App Review Xcitium Advanced with OpenEDR Combined

[ErzCrz]

XIMA(Xcitium Instant Malware Analysis) is Valkyrie Static and Dynamic Analysis in this case VirusScope

Great. Glad the two were combined.

Might be worth using the Spoiler feature for large screenshots

 

[ForgottenSeer 100397]

VirusScope is Static and Dynamic Behavioral Analysis and its excellent and amazing

I'm aware of that. What I meant in the post is that Comodo's detection technologies don't help containment or users decide whether to run an unknown or unvetted program in containment or outside.

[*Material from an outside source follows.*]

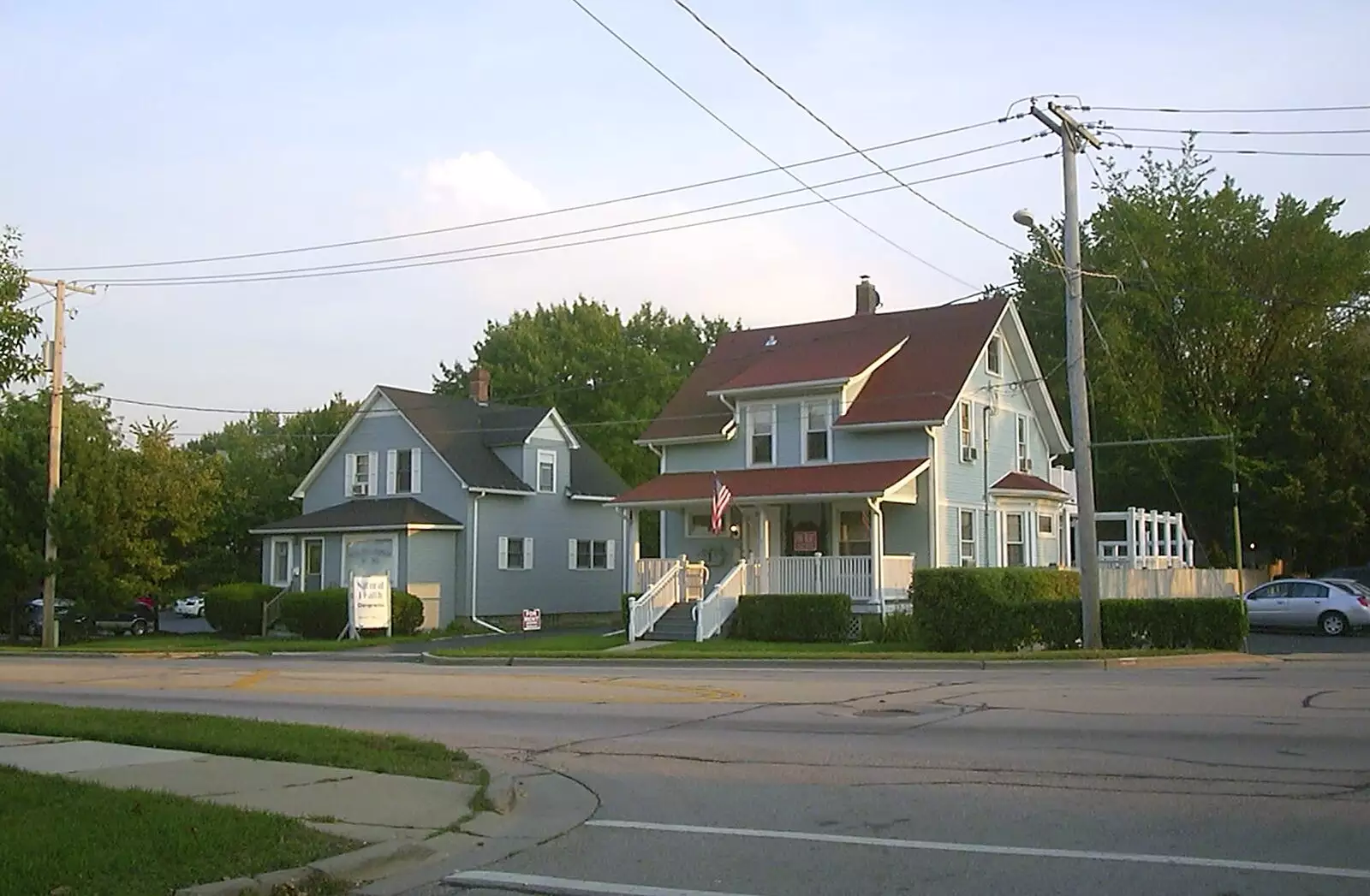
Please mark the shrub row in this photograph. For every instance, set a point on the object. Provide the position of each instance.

As a result, they don't make Comodo any more user-friendly in terms of usability. Therefore, the VirusScope default setting analyzes apps running in containment only, and it's likely that the Valkyrie default will be the same.

 

[simmerskool]

There are a lot of topics debating Comodo's effectiveness. The Firewall with Containment alone is all you need and you can run any AV along side of it. @cruelsister tests it regularly against the latest threats. It has taken years to be updated but it's firewall still does what it does well and Containment when configured properly has yet to be compromised and contains the latest ransomware with no issues. At the end of the day, use what works best for you. There are other products out there using sandboxing/containment technology of unknowns.

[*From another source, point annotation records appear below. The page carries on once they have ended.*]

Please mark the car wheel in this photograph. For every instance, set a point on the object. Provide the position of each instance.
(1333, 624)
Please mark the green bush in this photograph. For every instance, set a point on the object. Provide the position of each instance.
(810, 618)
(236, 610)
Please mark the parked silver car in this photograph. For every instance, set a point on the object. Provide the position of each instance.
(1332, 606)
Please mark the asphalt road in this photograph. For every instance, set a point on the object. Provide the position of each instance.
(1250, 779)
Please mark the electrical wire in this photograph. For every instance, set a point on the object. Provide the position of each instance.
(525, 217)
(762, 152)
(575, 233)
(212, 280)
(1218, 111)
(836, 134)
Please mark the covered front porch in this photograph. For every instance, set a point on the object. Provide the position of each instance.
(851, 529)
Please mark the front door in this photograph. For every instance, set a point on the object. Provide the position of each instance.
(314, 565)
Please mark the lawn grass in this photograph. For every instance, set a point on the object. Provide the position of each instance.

Anyway, with anticipated next stable release January/Feb for Comodo Firewall/CIS we'll see how it develops. Xcitium Enterprise producs are current and updated all the time. The last I heard, they're working with CF/CIS to bring it in line.

right, I used CF (cruelcomodo) for several years, I was merely pointing out to @Xeno1234 that not everyone here likes Xcitium (comodo). I have not tried Xcitium on VM yet, but I do have CF 2024 beta running on a VM.

 

[ErzCrz]

right, I used CF (cruelcomodo) for several years, I was merely pointing out to @Xeno1234 that not everyone here likes Xcitium (comodo). I have not tried Xcitium on VM yet, but I do have CF 2024 beta running on a VM.

Ah okay.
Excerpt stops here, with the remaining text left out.